In TIMES, load-shifting for demands can be modelled by introducing load shifting processes, which are special storage processes where the input / output flows represent demand shifting upwards and downwards. For utilizing this built-in support for modelling demand shifting operation for a demand or final energy commodity D, the user would thus need to define a storage process P, such that the D is both an input and an output (or more generally, the input could also be another commodity upstream). In addition, the user only needs to define the proportional limits for the allowed demand shifting, by using the attribute \(STG\_SIFT(r,t,p,c,s)\), on the DAYNITE level, optionally also on next the level above. The dedicated load shifting constraints will then be generated for the process (see Equation \(EQ\_SLSIFT\) for the constraint formulations).

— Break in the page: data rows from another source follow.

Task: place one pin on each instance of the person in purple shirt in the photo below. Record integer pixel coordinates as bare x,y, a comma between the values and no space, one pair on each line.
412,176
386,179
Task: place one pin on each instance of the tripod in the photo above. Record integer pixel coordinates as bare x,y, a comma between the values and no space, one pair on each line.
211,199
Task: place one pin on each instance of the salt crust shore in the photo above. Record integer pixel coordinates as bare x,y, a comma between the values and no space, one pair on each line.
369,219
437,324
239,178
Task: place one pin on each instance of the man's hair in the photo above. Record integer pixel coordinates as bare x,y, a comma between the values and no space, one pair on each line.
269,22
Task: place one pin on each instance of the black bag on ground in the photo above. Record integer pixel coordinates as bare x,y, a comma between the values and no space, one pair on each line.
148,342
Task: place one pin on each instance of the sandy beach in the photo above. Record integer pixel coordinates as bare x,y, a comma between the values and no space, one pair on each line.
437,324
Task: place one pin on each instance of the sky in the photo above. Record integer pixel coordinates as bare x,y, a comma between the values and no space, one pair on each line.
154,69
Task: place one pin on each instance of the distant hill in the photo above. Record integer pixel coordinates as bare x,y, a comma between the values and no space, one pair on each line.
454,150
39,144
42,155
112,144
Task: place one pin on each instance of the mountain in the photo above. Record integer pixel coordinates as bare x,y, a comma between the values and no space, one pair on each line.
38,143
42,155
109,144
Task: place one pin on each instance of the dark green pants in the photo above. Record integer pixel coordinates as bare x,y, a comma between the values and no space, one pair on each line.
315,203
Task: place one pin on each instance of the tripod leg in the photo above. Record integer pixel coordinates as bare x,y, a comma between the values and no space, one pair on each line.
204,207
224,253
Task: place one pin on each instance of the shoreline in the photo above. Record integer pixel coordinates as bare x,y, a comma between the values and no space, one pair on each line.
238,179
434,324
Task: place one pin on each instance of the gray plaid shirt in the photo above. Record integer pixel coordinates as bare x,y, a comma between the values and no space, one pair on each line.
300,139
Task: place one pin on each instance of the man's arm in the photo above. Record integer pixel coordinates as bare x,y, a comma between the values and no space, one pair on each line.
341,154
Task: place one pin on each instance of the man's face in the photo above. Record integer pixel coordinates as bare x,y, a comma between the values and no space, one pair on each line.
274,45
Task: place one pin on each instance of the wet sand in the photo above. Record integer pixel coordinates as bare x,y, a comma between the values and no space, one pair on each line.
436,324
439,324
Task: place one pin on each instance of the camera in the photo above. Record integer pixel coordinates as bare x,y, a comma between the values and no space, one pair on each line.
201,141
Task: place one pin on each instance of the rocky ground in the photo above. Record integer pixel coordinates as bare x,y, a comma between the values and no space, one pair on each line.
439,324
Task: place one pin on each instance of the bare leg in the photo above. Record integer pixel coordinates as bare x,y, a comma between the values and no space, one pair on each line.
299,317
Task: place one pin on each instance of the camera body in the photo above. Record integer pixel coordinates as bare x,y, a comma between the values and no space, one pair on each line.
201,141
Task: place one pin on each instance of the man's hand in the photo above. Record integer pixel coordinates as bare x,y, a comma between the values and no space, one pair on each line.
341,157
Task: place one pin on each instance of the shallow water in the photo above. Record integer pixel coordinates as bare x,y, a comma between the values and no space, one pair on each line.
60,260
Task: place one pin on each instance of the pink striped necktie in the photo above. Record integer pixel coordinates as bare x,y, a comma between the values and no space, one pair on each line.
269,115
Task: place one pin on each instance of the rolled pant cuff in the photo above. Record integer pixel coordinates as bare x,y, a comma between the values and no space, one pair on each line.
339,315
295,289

This approach based on a storage process may be more convenient than manual constraints, because for the process the user will also be able to define investment costs, fixed O&M cost and variable costs for the demand shifting operation, and one would able to refer to the process activity and capacity variables easily in additional user constraints, if needed. Unlike for normal storage, the activity of the load-shifting processes is defined to be the output flow, and so the capacity represents the maximum level of the shifted loads. Preventing load shifting in either direction in any individual time-slices would also be easy by bounding the corresponding process flows to zero using \(STGIN\_BND\) / \(STGOUT\_BND\).

The following constraints can be modelled for load-shifting processes:

  • Maximum allowed fractions of loads shifted (required, defined by \(STG\_SIFT\));

  • Seasonal balance equations (automatically generated);

  • Standard capacity-activity equations (optional, when the capacity is modelled);

  • User-defined balance constraints over sets of adjacent timeslices (optional, defined by \(ACT\_TIME\));

  • Maximum allowed time to meet the shifted loads either in advance or with delay (optional, defined by \(ACT\_TIME\));

  • Capacity bounds, activity bounds, flow bounds (optional).

The following types of costs can be modelled for load-shifting processes:

  • Activity costs (cost on the discharge flow, using \(ACT\_COST\));

  • Flow costs (cost on the charging and/or discharging flows, using \(FLO\_COST\) and/or \(FLO\_DELIV\));

  • Capacity cost (cost on the discharge load capacity, using \(NCAP\_COST\));

  • Fixed O&M cost (cost on the discharge load capacity, using \(NCAP\_FOM\));

  • Cost of shifting of one unit of demand load by one hour, forward (UP) and/or backward (LO) (using \(ACT\_CSTRMP\)).